UN, resolution African countries on rules and tax havens

The areas of UN intervention they go beyond the scope of conflicts between countries. To respect their commandments – “to maintain international peace and security, develop friendly relations between nations and promote better living conditions” – the United Nations also promotes resolutions in the economic field (here we talked about the alarm raised by the UN about the climate).

This is the case of the latest measure proposed by African countries for rewrite the current tax rules and make them “inclusive and effective”. With a primary focus on the so-called “paradises”, theaters of “abuse by the super rich and multinationals”. Here’s what it consists of.

The UN and African countries against tax havens

The African resolution was voted by a large part of the UN Assembly: with 125 yes, 48 ​​no and 9 abstentions. The goal is to create a framework convention on global taxation. An initiative that also boasts illustrious supporters, the Nobel Prize for Economics Joseph Stiglitz, co-chair of the Independent Commission for the Reform of International Corporate Taxation. According to the promoters of the text, the new global tax architecture negotiated by 140 countries at the OECDand agreed two years ago by the G7 and G20, is “ineffective and unfair because it will bring very little benefits to poor and developing countries” (here we talked about the fiscal revolution of the Meloni Government).

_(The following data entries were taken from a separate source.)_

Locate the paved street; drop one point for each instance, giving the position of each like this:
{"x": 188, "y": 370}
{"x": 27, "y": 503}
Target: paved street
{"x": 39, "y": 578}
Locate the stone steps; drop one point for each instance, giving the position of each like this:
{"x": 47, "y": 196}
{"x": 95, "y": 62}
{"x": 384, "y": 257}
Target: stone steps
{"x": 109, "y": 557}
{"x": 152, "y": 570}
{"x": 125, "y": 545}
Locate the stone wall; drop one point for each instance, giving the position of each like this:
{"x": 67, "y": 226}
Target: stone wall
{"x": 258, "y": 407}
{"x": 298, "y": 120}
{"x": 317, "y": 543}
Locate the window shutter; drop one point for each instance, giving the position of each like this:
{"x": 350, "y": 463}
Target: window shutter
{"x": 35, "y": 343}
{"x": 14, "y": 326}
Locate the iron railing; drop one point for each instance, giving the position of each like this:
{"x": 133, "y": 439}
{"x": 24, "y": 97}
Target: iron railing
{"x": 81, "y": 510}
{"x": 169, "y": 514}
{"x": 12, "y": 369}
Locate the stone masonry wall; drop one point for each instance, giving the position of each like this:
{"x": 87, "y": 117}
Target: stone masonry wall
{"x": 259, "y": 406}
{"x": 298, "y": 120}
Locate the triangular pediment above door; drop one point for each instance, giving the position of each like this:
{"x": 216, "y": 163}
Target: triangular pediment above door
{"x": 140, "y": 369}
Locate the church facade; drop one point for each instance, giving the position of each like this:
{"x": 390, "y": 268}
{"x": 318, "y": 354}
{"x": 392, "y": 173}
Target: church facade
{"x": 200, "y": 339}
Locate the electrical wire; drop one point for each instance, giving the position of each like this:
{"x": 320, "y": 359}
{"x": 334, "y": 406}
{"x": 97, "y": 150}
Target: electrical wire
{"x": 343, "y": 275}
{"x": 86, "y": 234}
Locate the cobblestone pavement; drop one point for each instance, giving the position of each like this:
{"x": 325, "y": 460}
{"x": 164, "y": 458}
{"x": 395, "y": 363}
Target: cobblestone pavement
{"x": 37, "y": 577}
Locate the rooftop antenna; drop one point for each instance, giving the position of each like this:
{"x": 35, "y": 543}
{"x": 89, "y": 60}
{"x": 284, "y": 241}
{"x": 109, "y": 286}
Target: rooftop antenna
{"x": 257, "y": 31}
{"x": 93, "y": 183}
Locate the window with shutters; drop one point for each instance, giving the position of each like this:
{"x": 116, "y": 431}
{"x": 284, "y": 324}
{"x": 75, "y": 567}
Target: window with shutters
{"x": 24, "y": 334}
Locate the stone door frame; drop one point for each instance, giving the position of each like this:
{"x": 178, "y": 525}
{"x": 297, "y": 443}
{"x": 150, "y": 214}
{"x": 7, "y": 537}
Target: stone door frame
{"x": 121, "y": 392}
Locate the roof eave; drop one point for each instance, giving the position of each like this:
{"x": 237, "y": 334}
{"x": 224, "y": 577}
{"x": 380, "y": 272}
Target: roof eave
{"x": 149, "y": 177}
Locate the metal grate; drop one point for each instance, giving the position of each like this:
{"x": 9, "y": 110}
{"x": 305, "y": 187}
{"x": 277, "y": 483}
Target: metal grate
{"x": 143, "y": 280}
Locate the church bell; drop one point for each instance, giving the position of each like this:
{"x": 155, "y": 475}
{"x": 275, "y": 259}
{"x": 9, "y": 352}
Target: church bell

Despite the approval by a large majority, the resolution received an unfavorable opinion from very important countries, first of all the global hegemon: the United States. All as expected, given that Washington had not signed the OECD agreement. Clearly the “no” was also unanimous from the EU states, including Italyand from United Kingdom. Furthermore, in the EU, the law will come into force in 2024 15% minimum tax on multinationals. In the opposite camp, that of “yes”, obviously figures Chinaeager to support the rise of African countries with a view to counterglobalization and the dispute with the USA for global dominance.

Alex Cobham, CEO of Tax Justice Network, an independent network that deals with tax equity, spoke of a “historic victory of the countries of the South of the world for the benefit of people all over the world”. Tax havens and corporate lobbyists “have exerted too much influence on the OECD’s global tax policy for too long. Today we begin to take back power over global tax rules that concern us all.” The African Union also rejoices, for which “the ten-year struggle of the countries of the Global South to establish a fully inclusive process at the United Nations, conducted to participate in setting the agenda and rules on international taxation”.

Taxes, even for flat rates, postponement of the second deposit until January: but watch out for exceptions.

What changes now?

Let’s say it straight away: at the moment the resolution does not have the power to guide the policies of individual states regarding taxation. However, the choice to move the issue from the OECD table to that of the UN represents a crucial, almost historic step. Also and above all for another reason: the problem of global tax justice has come to the attention of the Second Committee of the United Nations General Assembly, which deals with global finance and economic issues. A first decisive step towards a UN convention which, yes, would be binding.

The path inaugurated with the promising African resolution, again according to the Tax Justice Network, will break down “the grip that the former colonial powers they continued to exert influence on global tax rules after the dissolution of their empires.” The UN Secretary General also expressed his opinion in favor of the development of a convention on the subject, Antonio Guterres. Much more than a simple signal.